The model evaluates risks with Fibonacci numbers because they grow exponentially on their own and thus allow high risks to have a greater impact on the overall score. The rough three-way division into low, medium and high offered too little nuance and too little flexibility.

The division follows the number of digits. The single-digit Fibonacci numbers from 1 to 8, i.e. 1, 2, 3, 5 and 8, rate low risks. Two-digit values stand for medium risk, three-digit values for high risk.

The effect can be seen when aggregating. If a test case has a three-digit value at one level and a 5 or 8 at the other levels, the high value does not simply balance out the low values. The mean value remains high because the exponential spread inherently carries through the high risk.

If I have a value of 610, for example, it naturally compensates for the low risk of 5 or 8 at other levels, but you still end up with a very high number.
Richard Hönig

Risk analysis must not generate additional work

A risk analysis is only useful if it draws on data that is already available. As soon as it requires additional documentation, the added value turns into an additional burden.

The necessary information comes together in MGM’s test management tool: linked requirements, linked error tickets, previous test runs. For projects that have their documentation halfway under control, linking is standard and does not cost testers any extra time. The backend automatically calculates the risk values from this data.

No system makes every assessment correctly. This is why the automatic calculation can be overridden for each test case. If you see the risk differently to the algorithm, you can specify the value or individual parameters yourself.

How the risk score controls test prioritization

The aggregated risk score becomes a control tool for the test run, not just a pretty overview. Managers can see the risk distribution in the project at a glance. For testers, the practical benefits are greater.

A cut-off can be set when compiling a test run: Only test cases above a certain risk value are included, the rest are initially left out.
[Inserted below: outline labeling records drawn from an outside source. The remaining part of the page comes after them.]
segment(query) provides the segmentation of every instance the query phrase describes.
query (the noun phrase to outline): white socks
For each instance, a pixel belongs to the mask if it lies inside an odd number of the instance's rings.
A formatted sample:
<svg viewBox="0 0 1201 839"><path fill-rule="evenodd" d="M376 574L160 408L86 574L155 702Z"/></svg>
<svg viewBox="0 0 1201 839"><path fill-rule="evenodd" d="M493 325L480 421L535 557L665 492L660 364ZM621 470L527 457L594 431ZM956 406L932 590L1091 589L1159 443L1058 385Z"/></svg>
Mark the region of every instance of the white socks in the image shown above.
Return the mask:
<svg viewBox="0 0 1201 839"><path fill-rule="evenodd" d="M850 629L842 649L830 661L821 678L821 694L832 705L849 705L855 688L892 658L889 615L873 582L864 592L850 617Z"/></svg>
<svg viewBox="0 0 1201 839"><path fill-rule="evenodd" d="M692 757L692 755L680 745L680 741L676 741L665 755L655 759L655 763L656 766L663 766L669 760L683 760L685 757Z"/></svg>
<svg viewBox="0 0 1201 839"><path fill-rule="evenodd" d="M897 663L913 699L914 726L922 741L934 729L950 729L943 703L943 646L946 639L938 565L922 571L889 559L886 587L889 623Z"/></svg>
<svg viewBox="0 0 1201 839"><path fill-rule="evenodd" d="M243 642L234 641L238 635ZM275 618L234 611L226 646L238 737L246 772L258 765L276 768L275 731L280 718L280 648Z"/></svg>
Within the run, the test cases are sorted by risk so that the most critical are at the top.

This pays off when time is short. If you test from top to bottom, you always cover the highest risks first. If something falls behind at the end, it is the test cases with the lowest risk: annoying, but manageable.

Industry context and weighting as the next step

Different projects and industries weight the risk levels differently, and a rigid model does not do justice to this. One team considers complexity to be the decisive factor, another the technicality. A freely adjustable weighting of the levels is still in the backlog at MGM.

The temporal context can also shift the risk. In motor insurance, new contracts have to be concluded at the end of the year and the run on forms begins. An error in the same area weighs more heavily in January than in the fall. This kind of seasonality is included in the model.

Further levels such as security are foreseeable. But the real maturity step goes further: providing test managers with the framework they need to define their own levels. They know best where their risks lie, and a tool provider cannot anticipate this for every project.